Big things are happening as Small Business Saturday turns 10
American Express, for the first time, is playing up future technology to support Small Business Saturday, but the overall “shop small” message is resonating more and more as the event reaches its tenth year.
An American Express survey found 77 percent of Americans considered Small Business Saturday a national tradition.
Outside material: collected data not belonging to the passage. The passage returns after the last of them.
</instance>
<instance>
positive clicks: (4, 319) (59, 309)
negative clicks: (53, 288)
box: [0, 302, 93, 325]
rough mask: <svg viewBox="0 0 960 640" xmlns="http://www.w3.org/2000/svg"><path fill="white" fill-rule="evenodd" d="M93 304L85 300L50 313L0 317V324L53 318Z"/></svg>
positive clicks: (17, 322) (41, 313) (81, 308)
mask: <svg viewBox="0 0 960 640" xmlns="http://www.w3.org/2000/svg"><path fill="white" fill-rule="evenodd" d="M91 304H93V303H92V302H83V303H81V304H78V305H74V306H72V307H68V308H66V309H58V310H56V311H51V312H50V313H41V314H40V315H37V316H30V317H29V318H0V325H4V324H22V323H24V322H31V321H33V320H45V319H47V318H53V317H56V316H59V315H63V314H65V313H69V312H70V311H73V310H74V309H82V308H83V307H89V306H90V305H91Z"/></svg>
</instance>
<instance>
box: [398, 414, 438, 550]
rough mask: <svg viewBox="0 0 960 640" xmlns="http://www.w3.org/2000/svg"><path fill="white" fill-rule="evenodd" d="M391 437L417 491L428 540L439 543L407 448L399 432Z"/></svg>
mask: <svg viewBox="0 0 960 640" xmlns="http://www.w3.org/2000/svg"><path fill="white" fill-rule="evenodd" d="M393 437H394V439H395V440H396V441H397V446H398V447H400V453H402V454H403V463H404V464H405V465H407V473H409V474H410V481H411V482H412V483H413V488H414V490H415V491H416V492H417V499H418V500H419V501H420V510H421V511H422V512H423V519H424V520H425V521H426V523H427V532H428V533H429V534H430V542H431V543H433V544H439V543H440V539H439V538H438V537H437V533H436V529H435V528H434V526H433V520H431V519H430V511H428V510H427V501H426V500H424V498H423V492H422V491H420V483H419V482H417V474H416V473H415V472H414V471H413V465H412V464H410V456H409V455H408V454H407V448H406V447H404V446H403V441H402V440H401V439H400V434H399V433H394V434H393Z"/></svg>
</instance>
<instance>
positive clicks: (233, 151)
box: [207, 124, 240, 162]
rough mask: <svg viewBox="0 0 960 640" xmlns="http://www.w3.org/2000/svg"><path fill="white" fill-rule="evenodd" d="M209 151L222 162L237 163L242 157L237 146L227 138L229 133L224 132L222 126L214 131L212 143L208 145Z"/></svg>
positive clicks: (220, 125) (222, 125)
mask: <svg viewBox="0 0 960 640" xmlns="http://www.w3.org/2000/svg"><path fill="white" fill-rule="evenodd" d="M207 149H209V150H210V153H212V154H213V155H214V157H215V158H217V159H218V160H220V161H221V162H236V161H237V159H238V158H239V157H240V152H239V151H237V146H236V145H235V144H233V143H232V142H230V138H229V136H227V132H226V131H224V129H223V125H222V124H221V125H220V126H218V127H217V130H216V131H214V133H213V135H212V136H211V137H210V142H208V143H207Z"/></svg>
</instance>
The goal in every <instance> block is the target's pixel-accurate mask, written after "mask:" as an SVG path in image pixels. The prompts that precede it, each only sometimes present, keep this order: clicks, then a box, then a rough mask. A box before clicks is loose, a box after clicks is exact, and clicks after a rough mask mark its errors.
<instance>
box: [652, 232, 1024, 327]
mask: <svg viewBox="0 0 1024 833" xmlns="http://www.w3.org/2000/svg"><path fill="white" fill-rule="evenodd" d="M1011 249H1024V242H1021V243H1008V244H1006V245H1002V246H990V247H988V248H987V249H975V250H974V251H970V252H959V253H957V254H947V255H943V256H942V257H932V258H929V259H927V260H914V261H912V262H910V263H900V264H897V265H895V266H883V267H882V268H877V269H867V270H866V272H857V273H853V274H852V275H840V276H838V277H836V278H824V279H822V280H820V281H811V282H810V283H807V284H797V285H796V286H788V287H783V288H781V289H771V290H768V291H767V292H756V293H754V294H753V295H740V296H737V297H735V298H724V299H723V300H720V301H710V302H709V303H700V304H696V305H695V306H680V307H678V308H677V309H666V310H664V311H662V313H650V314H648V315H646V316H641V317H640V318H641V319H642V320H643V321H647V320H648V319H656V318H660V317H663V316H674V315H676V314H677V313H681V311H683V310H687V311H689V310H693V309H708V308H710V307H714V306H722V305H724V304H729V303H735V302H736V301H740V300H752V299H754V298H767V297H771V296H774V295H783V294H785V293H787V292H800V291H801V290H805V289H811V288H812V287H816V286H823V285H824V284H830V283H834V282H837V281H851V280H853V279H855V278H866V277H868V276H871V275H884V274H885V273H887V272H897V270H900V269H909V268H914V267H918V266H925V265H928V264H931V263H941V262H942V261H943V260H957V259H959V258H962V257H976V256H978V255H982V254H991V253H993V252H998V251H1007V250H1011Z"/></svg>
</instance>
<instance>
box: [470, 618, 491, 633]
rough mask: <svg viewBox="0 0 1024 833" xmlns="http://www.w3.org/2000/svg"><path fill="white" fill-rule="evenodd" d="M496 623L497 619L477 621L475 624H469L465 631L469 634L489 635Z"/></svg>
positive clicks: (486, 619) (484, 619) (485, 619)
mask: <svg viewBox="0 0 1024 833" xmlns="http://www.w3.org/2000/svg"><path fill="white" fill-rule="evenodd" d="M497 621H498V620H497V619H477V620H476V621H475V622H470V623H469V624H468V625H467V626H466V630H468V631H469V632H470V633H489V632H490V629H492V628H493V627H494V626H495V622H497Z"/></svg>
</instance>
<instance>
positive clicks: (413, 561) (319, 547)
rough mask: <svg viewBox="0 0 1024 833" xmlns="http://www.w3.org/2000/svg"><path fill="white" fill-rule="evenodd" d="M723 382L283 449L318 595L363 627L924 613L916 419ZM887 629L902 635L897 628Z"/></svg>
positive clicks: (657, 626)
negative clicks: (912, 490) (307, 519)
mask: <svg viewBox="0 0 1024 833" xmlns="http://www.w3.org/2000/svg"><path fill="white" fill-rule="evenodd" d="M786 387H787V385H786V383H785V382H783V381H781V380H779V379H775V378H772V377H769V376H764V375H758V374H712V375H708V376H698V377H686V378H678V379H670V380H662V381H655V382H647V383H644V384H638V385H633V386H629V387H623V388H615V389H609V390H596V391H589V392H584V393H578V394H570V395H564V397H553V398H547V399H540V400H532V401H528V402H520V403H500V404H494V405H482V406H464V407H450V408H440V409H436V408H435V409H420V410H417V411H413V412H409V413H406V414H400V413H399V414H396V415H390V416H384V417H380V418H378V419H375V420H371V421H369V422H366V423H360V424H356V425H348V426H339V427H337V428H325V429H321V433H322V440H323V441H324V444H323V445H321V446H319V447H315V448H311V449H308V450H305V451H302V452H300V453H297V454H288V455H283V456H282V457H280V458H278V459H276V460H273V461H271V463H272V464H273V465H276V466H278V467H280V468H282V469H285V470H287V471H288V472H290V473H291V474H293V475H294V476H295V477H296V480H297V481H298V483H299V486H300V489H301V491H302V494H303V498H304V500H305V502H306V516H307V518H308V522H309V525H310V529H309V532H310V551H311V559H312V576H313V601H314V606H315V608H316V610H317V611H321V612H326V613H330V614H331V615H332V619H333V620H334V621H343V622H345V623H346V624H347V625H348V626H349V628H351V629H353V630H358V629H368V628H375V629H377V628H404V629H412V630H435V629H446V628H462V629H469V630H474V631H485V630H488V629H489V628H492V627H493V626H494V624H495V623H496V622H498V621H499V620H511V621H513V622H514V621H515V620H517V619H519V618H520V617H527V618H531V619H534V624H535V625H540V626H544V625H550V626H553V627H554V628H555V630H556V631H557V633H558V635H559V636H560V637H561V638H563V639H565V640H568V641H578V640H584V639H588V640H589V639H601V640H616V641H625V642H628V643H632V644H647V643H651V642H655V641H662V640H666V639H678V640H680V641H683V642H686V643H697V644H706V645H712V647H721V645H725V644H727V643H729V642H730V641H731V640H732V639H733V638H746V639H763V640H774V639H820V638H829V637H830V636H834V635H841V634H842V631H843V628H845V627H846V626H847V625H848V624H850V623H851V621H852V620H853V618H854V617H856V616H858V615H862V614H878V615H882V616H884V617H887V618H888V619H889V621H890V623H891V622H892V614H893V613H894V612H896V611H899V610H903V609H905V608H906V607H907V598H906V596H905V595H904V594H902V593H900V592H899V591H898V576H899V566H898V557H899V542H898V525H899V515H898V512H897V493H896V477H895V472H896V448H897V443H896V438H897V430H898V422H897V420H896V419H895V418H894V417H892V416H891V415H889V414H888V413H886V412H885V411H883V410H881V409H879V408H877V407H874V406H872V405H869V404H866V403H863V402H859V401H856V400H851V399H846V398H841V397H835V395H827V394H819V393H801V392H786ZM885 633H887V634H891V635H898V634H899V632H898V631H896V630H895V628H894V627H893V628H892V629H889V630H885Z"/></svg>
The same 77 percent were interested in spending money to support Small Business Saturday this year, up from 44 percent in 2010.
Supporting those sentiments is the finding that 84 percent agree that closing of small, independently owned businesses and increase in empty storefronts negatively affects their local communities.
The primary talking point of the program is the finding that an average of 67 cents of every dollar spent at a small business in the U.S. ends up staying in that local community.
At a launch event last week at its first-ever pop-up that displayed futuristic technologies, Lin-Manuel Miranda, best known as the composer and star of the hit Broadway musical, “Hamilton,” spoke about how the community messages in commercials featuring Tina Fey, Jerry Seinfeld and Martin Scorsese convinced him to become an American Express ambassador. He grew up, met his wife and is raising a family in the Washington Heights section of New York City.
Mr. Miranda also noted he is becoming a small business owner himself with his purchase with three partners of Manhattan’s century-old Drama Book Shop. He read manuscripts on the book shop’s floor as a teenager, eventually met contacts that launched his career and wanted to preserve that artists’ community.
Asked about advice for small business owners, Mr. Miranda admitted he is still learning about retail, but said he decided to acquire Drama Book Shop because the place was “about so much more than what was on sale.” He added, “An algorithm may tell you what book you might like, but you’re not going to get that personal connection that someone will give you in a bookstore … It’s about interacting with other people.” He encouraged small business owners to “create something that is richer than the sum of its parts.”
DISCUSSION QUESTIONS: Is the “shop small” message increasingly resonating with consumers or something most “preach but don’t practice”? Are there more steps Small Business Saturday or retailers themselves should take to better promote the community benefits of shopping local?